On l’a vu tout de suite avec Cyril Dion parce que c’est un film que l’on a beaucoup tourné en France, avec des rencontres publiques. On était très heureux de constater l’envie des gens de se retrouver de manière locale, de s’entraider, et de faire ça plutôt dans la joie, car le docu était assez positif. Finalement, on nous posait très peu de questions après le film. Les gens prenaient la parole en disant « Merci pour le film c’est super et sinon… ». C’était tout de suite un message lancé à la salle du type « J’habite dans telle rue, j’ai un jardin partagé : qui veut participer ? » 

Quel personnage n’avez-vous jamais joué ? 

Je n’ai jamais joué de femme politique, de femme qui se serait battue pour changer les choses. Ces grandes scènes de discours : ça doit être impressionnant et très agréable à jouer. 

Vous avez déjà une impressionnante carrière : avec quel réalisateur rêveriez-vous de jouer ? 

Des femmes. J’ai peu tourné avec les femmes. Je n’ai jamais tourné avec Céline Sciamma, Rebecca Zlotowski, Justine Triet, Emmanuelle Bercot… Je trouve qu’il y a un cinéma féminin très fort en France, un cinéma qui me touche et qui existe depuis longtemps, pas un cinéma qui vient d’arriver parce qu’il y a un débat dans le monde. Il était déjà là, avec un fort niveau d’exigence. Ce sont des femmes qui écrivent de belles histoires et qui filment bien les gens, pas que les femmes d’ailleurs. 
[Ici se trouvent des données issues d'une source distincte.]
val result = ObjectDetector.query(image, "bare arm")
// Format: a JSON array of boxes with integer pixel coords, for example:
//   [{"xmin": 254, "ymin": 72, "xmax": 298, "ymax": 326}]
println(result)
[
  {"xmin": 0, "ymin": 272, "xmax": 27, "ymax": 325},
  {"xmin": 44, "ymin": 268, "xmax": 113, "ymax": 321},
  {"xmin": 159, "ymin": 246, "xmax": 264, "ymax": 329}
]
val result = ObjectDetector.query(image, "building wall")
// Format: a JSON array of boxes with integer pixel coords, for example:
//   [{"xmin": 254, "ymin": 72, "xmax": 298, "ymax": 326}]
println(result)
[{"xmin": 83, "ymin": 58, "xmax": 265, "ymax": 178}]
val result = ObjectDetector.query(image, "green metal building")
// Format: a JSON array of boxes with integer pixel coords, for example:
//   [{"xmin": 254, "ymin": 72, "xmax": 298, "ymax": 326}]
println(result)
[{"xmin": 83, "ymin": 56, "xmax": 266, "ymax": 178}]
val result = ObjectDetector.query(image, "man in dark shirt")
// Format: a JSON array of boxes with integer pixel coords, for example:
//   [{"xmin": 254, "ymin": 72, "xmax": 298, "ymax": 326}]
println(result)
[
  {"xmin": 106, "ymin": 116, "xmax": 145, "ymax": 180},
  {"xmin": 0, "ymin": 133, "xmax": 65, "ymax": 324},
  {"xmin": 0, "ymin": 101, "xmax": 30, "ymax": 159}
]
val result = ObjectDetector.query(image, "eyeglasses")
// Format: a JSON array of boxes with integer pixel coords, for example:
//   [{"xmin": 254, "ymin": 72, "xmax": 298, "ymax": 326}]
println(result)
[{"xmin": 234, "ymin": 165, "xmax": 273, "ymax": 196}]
Quel est votre prochain projet ? 

Je ne sais pas encore exactement quel vecteur je vais utiliser, si ce sera un long métrage en deux parties ou une mini-série mais ce sera l’histoire de la pionnière féministe de la chirurgie esthétique, Suzanne Noël, et c’est moi qui vais endosser le rôle. Elle réparait les gueules cassées pendant la Première Guerre mondiale, a transformé des visages de juif traqués par la Gestapo pendant la Seconde Guerre mondiale, et elle avait trouvé la méthode pour effacer les tatouages des victimes de camps de concentration. Elle avait créé un vrai club féministe en allant chercher des femmes puissantes partout dans le monde. Elle a voulu donner la parole à toutes les femmes car elle se rendait compte que les hommes de ce monde se retrouvaient entre eux pour prendre les décisions. C’est une des premières à avoir refusé de payer des impôts. Elle disait qu’elle ne les paierait pas vu que l’Etat ne la reconnaissait pas pour ce qu’elle faisait. Elle a changé la vie de beaucoup de gens.